Paul Brett reviews the much talked-about film The King’s Speech and makes a suggestion for a sequel.
Around this time of year film critics continually buzz about who the contenders for the movie world’s most prestigious award will be. This year, most of them are agreed that a film based on the work of a famous Spiritualist is the film to beat for an Oscar.
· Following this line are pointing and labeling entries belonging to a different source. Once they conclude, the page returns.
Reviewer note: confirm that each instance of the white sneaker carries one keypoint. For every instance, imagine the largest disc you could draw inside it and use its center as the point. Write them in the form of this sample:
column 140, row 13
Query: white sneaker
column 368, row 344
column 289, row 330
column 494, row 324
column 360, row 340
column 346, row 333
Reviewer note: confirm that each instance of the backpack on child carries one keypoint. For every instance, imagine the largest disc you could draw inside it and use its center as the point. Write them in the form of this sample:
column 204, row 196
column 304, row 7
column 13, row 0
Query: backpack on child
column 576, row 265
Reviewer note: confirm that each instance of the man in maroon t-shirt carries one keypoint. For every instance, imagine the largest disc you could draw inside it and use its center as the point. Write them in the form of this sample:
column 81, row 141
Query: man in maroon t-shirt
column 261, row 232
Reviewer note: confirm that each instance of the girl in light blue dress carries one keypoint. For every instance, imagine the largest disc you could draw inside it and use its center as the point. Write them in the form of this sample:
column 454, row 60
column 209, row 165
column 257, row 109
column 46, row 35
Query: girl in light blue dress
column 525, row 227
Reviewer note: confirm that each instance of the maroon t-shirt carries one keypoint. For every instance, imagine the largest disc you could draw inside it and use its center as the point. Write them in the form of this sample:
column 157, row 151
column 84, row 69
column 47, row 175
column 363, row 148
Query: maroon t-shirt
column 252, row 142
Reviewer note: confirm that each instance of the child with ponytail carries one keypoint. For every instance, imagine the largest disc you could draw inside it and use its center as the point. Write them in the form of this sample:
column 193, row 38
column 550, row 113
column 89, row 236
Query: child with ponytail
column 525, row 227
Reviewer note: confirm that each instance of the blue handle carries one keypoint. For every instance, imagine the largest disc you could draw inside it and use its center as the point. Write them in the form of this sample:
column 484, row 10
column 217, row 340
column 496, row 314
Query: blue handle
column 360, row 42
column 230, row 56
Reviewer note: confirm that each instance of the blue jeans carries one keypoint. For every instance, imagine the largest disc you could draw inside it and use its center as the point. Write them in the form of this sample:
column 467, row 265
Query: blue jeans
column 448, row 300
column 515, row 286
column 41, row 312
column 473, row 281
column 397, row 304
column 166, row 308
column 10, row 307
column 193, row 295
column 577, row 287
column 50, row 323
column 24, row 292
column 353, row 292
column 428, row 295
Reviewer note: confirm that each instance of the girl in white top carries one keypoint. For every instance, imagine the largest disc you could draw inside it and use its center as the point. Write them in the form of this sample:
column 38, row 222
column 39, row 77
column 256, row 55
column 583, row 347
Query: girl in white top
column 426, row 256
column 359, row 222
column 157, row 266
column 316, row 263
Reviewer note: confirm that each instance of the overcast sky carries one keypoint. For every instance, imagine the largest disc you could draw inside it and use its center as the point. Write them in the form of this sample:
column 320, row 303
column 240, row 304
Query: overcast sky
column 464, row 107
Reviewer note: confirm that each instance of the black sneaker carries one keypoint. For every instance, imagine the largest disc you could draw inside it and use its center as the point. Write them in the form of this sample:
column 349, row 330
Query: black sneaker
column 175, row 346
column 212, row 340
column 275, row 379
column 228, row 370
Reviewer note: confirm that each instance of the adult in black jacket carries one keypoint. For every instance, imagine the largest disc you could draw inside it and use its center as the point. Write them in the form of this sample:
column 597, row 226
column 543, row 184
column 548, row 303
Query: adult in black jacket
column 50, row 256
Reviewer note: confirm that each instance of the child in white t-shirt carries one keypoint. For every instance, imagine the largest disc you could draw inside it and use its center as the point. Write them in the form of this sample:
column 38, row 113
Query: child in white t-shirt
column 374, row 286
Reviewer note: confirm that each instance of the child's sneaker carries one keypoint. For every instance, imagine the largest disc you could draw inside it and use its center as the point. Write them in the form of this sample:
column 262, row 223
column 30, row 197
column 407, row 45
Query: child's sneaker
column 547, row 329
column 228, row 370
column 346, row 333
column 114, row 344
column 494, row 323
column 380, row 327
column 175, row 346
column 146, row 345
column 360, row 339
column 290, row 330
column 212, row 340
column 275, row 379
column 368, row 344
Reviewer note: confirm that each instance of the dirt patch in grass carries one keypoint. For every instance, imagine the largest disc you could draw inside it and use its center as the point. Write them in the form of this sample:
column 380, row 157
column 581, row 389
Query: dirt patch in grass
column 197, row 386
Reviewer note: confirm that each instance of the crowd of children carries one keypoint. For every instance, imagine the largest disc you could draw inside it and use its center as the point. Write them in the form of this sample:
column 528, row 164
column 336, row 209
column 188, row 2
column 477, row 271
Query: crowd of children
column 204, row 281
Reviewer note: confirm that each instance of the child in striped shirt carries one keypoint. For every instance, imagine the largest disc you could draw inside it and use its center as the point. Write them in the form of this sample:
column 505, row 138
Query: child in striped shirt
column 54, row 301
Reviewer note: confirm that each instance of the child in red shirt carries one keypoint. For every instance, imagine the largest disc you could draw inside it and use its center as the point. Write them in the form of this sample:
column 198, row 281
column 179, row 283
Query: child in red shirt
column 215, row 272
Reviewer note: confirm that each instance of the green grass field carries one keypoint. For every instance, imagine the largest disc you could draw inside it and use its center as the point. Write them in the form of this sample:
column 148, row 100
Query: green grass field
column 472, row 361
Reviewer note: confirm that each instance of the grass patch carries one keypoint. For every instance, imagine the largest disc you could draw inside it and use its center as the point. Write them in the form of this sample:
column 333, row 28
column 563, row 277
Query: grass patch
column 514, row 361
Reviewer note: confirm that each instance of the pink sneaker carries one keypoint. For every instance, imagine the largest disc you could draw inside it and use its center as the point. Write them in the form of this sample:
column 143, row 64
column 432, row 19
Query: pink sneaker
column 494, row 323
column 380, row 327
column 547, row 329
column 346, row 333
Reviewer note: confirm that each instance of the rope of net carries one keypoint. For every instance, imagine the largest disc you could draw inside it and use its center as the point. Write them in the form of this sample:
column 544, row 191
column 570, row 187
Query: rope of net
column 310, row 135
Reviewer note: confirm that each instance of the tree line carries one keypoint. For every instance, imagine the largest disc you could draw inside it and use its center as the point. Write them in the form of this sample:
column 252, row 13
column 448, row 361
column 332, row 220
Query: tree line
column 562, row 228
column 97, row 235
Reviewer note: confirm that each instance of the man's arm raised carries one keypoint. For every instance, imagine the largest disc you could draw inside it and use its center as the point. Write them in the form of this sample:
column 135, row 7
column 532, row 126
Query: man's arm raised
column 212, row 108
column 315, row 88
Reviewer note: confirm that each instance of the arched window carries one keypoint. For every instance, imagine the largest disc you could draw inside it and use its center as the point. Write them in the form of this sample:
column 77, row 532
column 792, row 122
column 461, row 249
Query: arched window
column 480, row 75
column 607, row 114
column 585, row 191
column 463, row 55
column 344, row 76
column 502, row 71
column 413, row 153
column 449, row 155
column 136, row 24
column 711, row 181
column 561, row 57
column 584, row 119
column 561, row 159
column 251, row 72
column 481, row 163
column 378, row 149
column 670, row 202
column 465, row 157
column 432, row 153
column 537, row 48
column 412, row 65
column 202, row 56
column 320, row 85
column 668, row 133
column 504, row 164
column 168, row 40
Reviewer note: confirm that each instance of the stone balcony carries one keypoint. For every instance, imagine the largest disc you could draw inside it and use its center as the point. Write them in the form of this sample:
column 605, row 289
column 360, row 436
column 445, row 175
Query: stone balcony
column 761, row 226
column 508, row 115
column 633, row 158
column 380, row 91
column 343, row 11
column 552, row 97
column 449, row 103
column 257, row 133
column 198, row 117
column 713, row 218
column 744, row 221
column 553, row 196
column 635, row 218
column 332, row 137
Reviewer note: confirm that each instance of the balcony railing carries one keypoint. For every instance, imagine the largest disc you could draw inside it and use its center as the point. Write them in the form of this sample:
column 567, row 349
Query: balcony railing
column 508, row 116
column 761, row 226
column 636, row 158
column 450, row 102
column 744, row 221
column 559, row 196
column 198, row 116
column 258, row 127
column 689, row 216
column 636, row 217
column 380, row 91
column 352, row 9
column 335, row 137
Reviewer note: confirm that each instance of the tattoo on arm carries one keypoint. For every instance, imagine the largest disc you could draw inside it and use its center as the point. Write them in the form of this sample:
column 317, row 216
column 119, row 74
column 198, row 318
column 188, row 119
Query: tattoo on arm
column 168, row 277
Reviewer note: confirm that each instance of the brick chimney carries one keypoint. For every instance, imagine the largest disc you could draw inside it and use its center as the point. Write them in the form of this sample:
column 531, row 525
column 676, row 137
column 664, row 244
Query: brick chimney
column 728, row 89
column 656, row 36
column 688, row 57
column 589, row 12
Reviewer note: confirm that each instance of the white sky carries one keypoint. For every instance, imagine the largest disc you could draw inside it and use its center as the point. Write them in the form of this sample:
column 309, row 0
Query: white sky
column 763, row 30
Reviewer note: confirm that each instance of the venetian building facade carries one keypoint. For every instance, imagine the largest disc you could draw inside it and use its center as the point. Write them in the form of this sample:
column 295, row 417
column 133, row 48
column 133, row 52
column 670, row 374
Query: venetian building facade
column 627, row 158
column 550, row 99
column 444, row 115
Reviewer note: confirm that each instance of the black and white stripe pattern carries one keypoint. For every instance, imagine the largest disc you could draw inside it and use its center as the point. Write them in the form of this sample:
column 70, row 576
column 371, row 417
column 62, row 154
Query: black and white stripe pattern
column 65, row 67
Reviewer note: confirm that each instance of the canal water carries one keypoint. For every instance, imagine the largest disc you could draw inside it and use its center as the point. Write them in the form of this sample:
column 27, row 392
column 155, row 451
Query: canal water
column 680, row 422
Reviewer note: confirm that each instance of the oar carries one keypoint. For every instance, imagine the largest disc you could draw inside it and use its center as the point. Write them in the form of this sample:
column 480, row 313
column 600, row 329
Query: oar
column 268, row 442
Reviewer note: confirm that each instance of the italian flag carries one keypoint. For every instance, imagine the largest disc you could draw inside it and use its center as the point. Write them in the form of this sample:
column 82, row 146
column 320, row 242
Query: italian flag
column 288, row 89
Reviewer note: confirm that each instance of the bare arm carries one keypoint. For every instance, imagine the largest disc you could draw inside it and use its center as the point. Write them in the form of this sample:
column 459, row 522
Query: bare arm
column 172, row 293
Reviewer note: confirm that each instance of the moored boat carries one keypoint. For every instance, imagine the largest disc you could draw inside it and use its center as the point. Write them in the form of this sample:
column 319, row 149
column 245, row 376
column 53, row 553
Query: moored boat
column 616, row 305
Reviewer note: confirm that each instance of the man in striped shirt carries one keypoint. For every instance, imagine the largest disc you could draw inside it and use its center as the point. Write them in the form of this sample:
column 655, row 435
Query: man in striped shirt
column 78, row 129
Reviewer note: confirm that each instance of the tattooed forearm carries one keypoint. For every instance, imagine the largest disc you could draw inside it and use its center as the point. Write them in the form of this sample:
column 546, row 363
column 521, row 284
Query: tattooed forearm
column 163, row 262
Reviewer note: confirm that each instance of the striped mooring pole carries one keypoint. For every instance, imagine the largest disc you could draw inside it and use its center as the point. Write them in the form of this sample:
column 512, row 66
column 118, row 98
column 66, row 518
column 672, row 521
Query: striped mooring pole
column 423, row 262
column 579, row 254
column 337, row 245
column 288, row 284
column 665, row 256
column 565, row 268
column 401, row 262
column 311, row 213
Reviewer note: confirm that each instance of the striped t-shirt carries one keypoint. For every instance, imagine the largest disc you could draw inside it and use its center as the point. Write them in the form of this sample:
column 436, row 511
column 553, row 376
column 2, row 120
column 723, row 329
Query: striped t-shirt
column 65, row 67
And quite right they are too!
Unfortunately, the majority of people who arrive to see The King’s Speech will not know that one of the main characters, Australian speech therapist Lionel Logue, was a Spiritualist – and, indeed, sparked King George VI’s interest in Spiritualism.
They will also leave the cinema not knowing this fact.
That said, the film is a compelling and moving portrait of George VI’s struggle to overcome his crippling stammer, and the unorthodox ways in which Lionel Logue treats his royal client.
The film starts with the soon-to-be monarch – excellently played by Colin Firth – attempting to make a speech at the 1925 British Empire Exhibition at Wembley stadium, which is also being broadcast live to the nation via the new medium of radio.
Realising that his royal duties will require far more public speaking in the future, he and his wife (the future Queen Mother – played by Helena Bonham Carter) seek out speech therapists to help cure his impediment. Finding no improvement in the condition after trying many therapists, they finally come across Mr Lionel Logue (Geoffrey Rush) in his rather shabby Harley Street basement office.
Logue’s insistence on referring to the royal as ‘Bertie’ does not lead to a very harmonious beginning. “You may call me Your Majesty, and thereafter Sir,” retorts the prince with regal bullishness.
There are many memorable and incredibly humorous exchanges as the therapist barges through the pompous royal formality, which he feels is part of his patient’s problem. Of his previous medical advisers, Logue pronounces, “They’re all idiots!”
“They’ve been knighted!” replies an astounded Bertie.
“Makes it official then, doesn’t it!” quips Logue.
The film follows the sometimes tumultuous friendship between the two men, charmingly depicts the early home life of the current Queen Elizabeth and her sister Princess Margaret, and deals with the nervous anticipation of the prince’s accession to the throne following the abdication of his brother, King Edward VIII.
The film ends with King George VI making his most famous speech to the nation from Buckingham Palace in 1939, about the country entering into war with Germany.
The King’s Speech is delightfully written, excellently acted, and a cinematic joy from start to finish.
Given that the cinema was full to capacity for the 6pm weekday showing of the film, and that rumours of major awards are rife, I am hoping that the story will inspire cinema-goers to find out more about Lionel Logue and his work.
I also hope that film-makers will pick up on the fact that he was a Spiritualist and that the Royal Family became interested in Spiritualism, ultimately having a sitting with the medium Lilian Bailey. That would make an enthralling and unique film.
In the current climate of widespread interest in spiritual matters, I feel sure audiences would be fascinated to discover more about this little-known aspect of the monarchy.
I have uncovered an interesting interview (Associated Press) with the film’s director, Tom Hooper, who reveals: “We were amazingly lucky to discover previously unpublished diaries sitting in an attic of the grandson of Lionel Logue. We’ve had this incredible first-hand account of what it was like to treat the King…We had this treasure-trove of information that no one else has seen, no historian has seen.”
Perhaps therein lies another worthy script?
In the meantime, it is up to us to let people know that Mr Logue was proud to be a Spiritualist.
The King’s Speech is currently showing in cinemas across the UK.